Love raconte l'histoire de Murphy (Karl Glusman), un Américain égocentrique expatrié à Paris, qu'on découvre d'abord dans une longue et tendre scène de masturbation en compagnie d'Electra (Aomi Muyock), une jeune artiste en devenir. Dans des flashbacks ouvertement sexuels, Murphy se rappelle de sa relation chaotique avec elle et Omi (Klara Kristin), ainsi que des rapports sexuels qu'il a eus avec les deux jeunes femmes.

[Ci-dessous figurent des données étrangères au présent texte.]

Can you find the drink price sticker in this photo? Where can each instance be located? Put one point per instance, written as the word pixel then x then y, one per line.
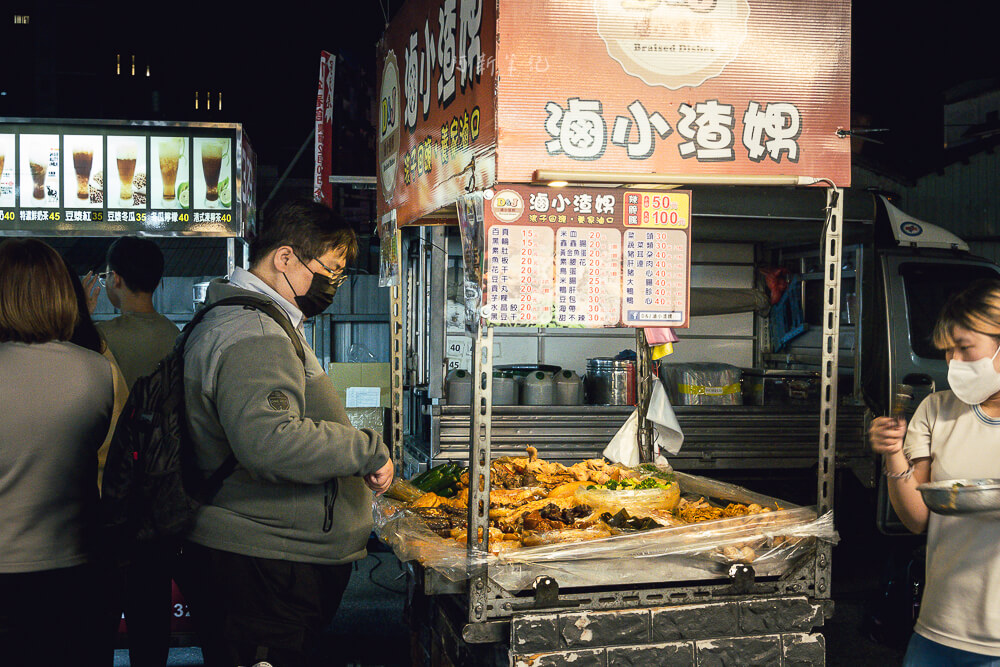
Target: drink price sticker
pixel 665 211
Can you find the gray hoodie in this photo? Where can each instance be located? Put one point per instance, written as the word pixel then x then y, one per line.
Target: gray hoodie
pixel 297 493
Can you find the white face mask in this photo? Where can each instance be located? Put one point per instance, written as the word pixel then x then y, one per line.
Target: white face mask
pixel 973 381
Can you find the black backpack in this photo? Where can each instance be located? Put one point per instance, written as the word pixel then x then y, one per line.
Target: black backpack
pixel 152 487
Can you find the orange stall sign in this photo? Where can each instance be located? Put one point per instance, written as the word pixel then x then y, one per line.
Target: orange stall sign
pixel 691 87
pixel 476 92
pixel 436 129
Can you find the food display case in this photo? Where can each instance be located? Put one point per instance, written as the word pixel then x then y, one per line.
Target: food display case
pixel 527 149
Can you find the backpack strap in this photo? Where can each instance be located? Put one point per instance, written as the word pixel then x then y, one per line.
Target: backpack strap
pixel 214 482
pixel 262 304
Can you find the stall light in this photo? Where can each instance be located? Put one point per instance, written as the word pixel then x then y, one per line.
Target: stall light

Le lendemain de l'avant-première, les mecs de Wild Bunch ont organisé une rave en l'honneur de Love, à 15 minutes de Cannes. Je n'étais pas invité, mais j'ai réussi à me faufiler derrière les vigiles pour me retrouver dans un espace de la taille d'un gymnase, où des femmes trans prenaient des selfies en se chopant. L'après-midi suivant, je me suis assis quelque temps avec Gaspar Noé pour qu'il me parle de Love – même s'il avait une gueule de bois plus violente que la mienne.

VICE : À l'exception du cumshot qui vise le public, Love est beaucoup moins sensoriel qu'Enter the Void. Pourquoi avez-vous tenu à filmer cette romance mélancolique en 3D ?

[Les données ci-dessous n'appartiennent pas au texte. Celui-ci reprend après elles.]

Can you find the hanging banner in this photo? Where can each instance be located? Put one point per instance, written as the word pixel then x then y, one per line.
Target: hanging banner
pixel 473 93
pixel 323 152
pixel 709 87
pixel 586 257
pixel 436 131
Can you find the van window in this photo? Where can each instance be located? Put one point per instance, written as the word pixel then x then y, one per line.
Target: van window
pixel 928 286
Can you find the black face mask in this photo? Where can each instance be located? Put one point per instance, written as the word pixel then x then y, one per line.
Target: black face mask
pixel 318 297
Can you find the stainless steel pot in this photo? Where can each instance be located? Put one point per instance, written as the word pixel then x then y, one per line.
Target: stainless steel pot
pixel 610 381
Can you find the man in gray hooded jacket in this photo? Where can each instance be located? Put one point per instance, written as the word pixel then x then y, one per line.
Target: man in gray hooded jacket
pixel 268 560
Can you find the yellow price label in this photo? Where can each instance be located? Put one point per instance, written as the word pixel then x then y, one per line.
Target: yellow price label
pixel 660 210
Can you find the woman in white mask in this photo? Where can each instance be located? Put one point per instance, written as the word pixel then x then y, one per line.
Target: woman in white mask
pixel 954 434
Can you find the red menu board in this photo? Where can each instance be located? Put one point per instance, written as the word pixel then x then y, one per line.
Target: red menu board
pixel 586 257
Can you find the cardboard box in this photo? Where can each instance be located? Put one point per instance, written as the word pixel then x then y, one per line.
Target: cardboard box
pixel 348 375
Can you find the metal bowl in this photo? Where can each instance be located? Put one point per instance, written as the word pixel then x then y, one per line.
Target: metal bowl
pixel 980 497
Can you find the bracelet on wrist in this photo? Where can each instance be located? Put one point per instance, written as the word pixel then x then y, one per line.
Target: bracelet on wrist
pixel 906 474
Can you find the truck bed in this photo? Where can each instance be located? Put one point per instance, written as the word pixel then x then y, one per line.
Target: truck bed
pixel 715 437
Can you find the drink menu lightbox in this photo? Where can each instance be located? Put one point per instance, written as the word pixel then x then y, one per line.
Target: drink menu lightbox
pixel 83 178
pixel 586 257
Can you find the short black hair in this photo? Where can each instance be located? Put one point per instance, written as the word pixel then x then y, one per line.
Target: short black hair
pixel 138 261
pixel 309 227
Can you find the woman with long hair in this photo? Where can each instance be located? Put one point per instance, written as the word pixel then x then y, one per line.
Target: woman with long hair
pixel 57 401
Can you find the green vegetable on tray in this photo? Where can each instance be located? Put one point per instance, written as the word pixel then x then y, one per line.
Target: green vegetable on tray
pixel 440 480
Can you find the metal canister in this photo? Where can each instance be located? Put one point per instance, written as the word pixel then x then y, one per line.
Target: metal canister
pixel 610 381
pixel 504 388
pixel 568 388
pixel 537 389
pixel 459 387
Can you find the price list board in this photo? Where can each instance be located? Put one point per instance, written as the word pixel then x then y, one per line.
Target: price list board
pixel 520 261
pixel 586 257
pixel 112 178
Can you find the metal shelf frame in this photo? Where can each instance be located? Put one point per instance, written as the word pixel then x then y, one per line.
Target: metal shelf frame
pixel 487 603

Gaspar Noé : Peut-être parce que ça fait quelques années que je prends des photos avec cette caméra 3D, avec des films négatifs. Récemment, j'ai aussi reçu une autre caméra Fuji pour faire des photos numériques en 3D. Ces images ont quelque chose de joyeux, de drôle et d'enfantin que j'aime énormément. Quand ma mère était mourante, j'ai eu ce besoin étrange de la filmer avec cette caméra 3D. En filmant caméra à l'épaule, ça donnait très vite la nausée. Pour éviter que les gens aient envie de vomir, j'ai décidé que tous les plans devaient être fixes, ou très stables en Steadicam.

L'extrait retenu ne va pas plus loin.